Tuttavia, sebbene esistano innumerevoli tecniche per essere più assertivi, c’è una verità essenziale che spesso dimentichiamo: per raggiungere un accordo, dobbiamo prima accettare che l’altra persona abbia il diritto di ostacolare i nostri desideri. Rispettare un’altra persona significa comprendere e accettare che ha il diritto di rifiutare.
Il mito dell’assertività onnipotente
Il concetto diffuso (e spesso mal interpretato) di comunicazione assertiva ci ha portato a credere che se non raggiungiamo un accordo è perché non siamo abbastanza convincenti. Ci hanno venduto (e ci siamo lasciati facilmente convincere) l’illusione che esista una “via sicura” per raggiungere un accordo, quindi tutto ciò che dobbiamo fare è imparare a strutturare meglio le nostre frasi, mantenere la calma o parlare in prima persona, e tutto andrà bene.
Ovviamente, tutti questi strumenti possono essere d’aiuto, soprattutto per coloro che tendono ad avere uno stile comunicativo aggressivo o non sono in grado di esprimere chiaramente i propri bisogni, ma credere che la comunicazione assertiva sia la chiave maestra che apre tutte le porte è un errore (e un errore grave).
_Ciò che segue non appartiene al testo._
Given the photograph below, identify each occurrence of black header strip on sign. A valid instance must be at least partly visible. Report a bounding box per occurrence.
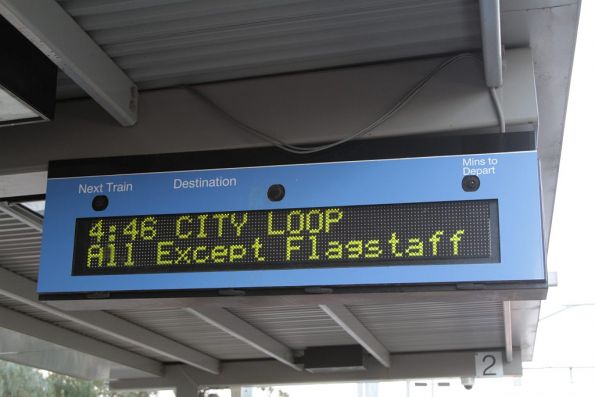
[72,200,500,276]
[48,131,536,178]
Il problema sta nel considerare l’assertività come un atto puramente personale, come se parlare chiaramente e difendere la propria posizione fosse sufficiente. In tal caso, l’assertività diventa un gesto egocentrico, uno specchio in cui ci vediamo riflessi solo per riaffermare la nostra importanza, ignorando che la comunicazione è un fenomeno diadico.
Puoi scegliere attentamente le parole e mantenere un atteggiamento positivo, ma non basta se non riesci a metterti nei panni dell’altra persona. E con “mettersi nei panni dell’altra persona” intendo riconoscere che quando parli con qualcuno, entri in uno spazio condiviso in cui bisogni, limiti ed ego possono divergere.
Presumere che, poiché siamo assertivi, anche l’altra persona si comporterà in modo assertivo significa partire da aspettative eccessivamente elevate che probabilmente porteranno a frustrazione e faranno fallire qualsiasi possibilità di accordo. In definitiva, possiamo controllare solo il nostro comportamento; non possiamo prevedere le reazioni degli altri. Come consigliava Marco Aurelio secoli fa: “Hai potere sulla tua mente, non sugli eventi. Renditi conto di questo e troverai la forza”.
Accetta che gli altri possano sabotare le tue migliori intenzioni
Quando crediamo che le nostre parole e i nostri limiti debbano essere automaticamente accettati o compresi semplicemente perché li esprimiamo in modo assertivo, trascuriamo l’inevitabile esistenza dell’altra persona come soggetto autonomo, con la sua libertà di dissentire. L’illusione del controllo offerta dall’assertività si rivela un atto di autoesaltazione in cui cerchiamo di imporci sulla realtà dell’altra persona, piuttosto che impegnarci in un dialogo con essa.
D’altra parte, accettare che l’altra persona possa rappresentare un ostacolo ai propri obiettivi o che possa rifiutare è un primo passo estremamente liberatorio. Interiorizzando questa idea, la conversazione cessa di essere un campo di battaglia in cui vincere significa persuadere l’altro e inizia a trasformarsi in uno spazio di esplorazione in cui entrambe le parti possono esprimere ciò che sentono e pensano, anche se non sono d’accordo su molti punti.
L’altra persona ha il diritto di resistere, di essere infastidita o addirittura di rifiutare del tutto se ritiene che ciò che gli stai chiedendo vada contro i suoi valori o le sue convinzioni più profonde, o se semplicemente non ne è convinta. Proprio come tu hai il diritto di chiedere o di informarti, l’altra persona ha il diritto di rifiutare e rimanere in silenzio.
Accettare questo non significa rassegnarsi, ma semplicemente essere realistici, riconoscere l’individualità dell’altro e ammettere che, per quanto assertivi possiamo essere, le conversazioni non sempre avranno successo. Quando interiorizziamo che la resistenza degli altri fa parte del processo di negoziazione, abbandoniamo aspettative irrealistiche e iniziamo davvero a creare spazio per la comunicazione e la comprensione reciproca.